I agree with you Chris that the romance subplot on this show is one of its weaknesses, and has been since S1. I feel the writers made a huge mistake making Laurel/Oliver past loves with the backstory that he slept with her sister. To me that is something that you don’t come back from, relationship wise. I never bought into their ” epic love”, and I wasn’t seeing any chemistry between the characters. I actually preferred Laurel with Tommy in S1. When they had the flashback episode where we see young Laurel and Oliver, all I could think was- what does she see in this guy? OK-yes he’s handsome and rich, but surely there were lots of cute rich boys at that private school she attended along with Oliver and Tommy that would have treated a girl right.
But the show seemed determined that O/L were “the couple” so I resigned myself to the fact.
I was quite shocked in S2 to see the show basically put O/L on the backburner-I had figured there would be lots of angst, longing stares, etc. this being the CW network- and start pushing the possibility of an Oliver/ Felicity pairing. Felicity is my favorite character and I really love the Oliver/Felicity dynamic but I figured it would stay in the friend zone. Now suddenly it’s Sara. It’s very confusing. I definitely don’t want to see Felicity pining away-hoping that she will get her own boyfriend-maybe even Ed Raymond, who was her husband in the comics. Although I don’t think that will happen this season. The producers gave an interview saying that if The Flash series didn’t happen or got canceled they definitely wanted Barry to stay on Arrow so I figure they will keep the Barry/Felicity option open.
I really, really need Arrow to not bring the Flash to the show if that series doesn’t get picked up. For me, Arrow needs to stop bringing more people to the party and start giving focus to the characters I came to this show for the first place: Oliver, Felicity, Diggle, etc (even Quentin, Moira, Thea). Plus the more they add people with super powers, the more I think they’re running the risk of making Oliver secondary in his own show. For me, the writers need to focus and not get distracted by more “shiny,” if that makes sense.
They definitely need to stop adding people who know about the bat cave. Worst kept secret in Starling City.
You know, if they admitted they were writing a slow burn romance, it would be okay. Then Sara would just be one of those mistakes people make while they’re trying to figure out their romantic lives. They’re trying to have it too many ways. Pick a lane, people.

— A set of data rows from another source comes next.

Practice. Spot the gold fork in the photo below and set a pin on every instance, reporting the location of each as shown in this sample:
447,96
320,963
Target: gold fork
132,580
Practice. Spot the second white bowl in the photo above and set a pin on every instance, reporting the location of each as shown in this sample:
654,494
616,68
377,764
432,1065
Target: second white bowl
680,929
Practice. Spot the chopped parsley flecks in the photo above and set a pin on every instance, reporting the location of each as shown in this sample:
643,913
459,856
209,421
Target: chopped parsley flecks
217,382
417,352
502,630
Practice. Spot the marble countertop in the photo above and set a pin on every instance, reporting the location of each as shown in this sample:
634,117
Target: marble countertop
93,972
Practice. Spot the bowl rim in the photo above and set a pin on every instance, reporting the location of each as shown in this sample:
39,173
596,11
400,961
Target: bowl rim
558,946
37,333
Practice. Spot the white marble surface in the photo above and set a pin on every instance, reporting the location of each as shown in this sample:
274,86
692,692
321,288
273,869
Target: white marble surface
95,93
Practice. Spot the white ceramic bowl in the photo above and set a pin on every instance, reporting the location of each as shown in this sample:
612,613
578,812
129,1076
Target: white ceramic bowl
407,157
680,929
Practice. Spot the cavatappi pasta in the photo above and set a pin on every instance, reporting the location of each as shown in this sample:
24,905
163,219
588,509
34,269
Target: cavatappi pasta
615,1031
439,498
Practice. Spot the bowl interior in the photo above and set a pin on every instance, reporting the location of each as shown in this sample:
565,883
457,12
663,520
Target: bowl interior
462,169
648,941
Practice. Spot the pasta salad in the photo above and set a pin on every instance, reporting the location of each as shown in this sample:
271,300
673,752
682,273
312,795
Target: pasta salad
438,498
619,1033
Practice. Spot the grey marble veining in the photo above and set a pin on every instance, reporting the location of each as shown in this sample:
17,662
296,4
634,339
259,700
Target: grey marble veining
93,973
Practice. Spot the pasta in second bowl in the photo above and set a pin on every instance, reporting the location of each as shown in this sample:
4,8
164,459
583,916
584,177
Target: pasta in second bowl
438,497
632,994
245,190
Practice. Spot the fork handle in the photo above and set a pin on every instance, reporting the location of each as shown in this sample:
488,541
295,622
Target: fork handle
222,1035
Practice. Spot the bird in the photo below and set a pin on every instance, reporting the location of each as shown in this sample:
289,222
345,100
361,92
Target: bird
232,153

You wonder if the show thinks that by *not* vocalizing a set love interest they can hand on to as much of its audience for as long as possible when, really, it’s starting to confuse a lot of people and give them viewer exhaustion.
darn it. “hang on to as much of its audience.” Wow. It’s clearly way too late for my brain.
You are so right, Jenny. I wish the show would make a clear decision about the romance subplot. Maybe then the writing of it would improve since they would have a definite path to follow and viewers wouldn’t be scratching their heads.
Did we all just talk ourselves out of liking Arrow today? I feel like it’s a husband who forgot my birthday. 😉
LOL. Nope. It’s still a good show, I just want it to quit futzing around, clean up its plots, and get back to what it does best: Oliver, Felicity, and Diggle fighting the good fight against really colorful villains. Wish they hadn’t killed the Count.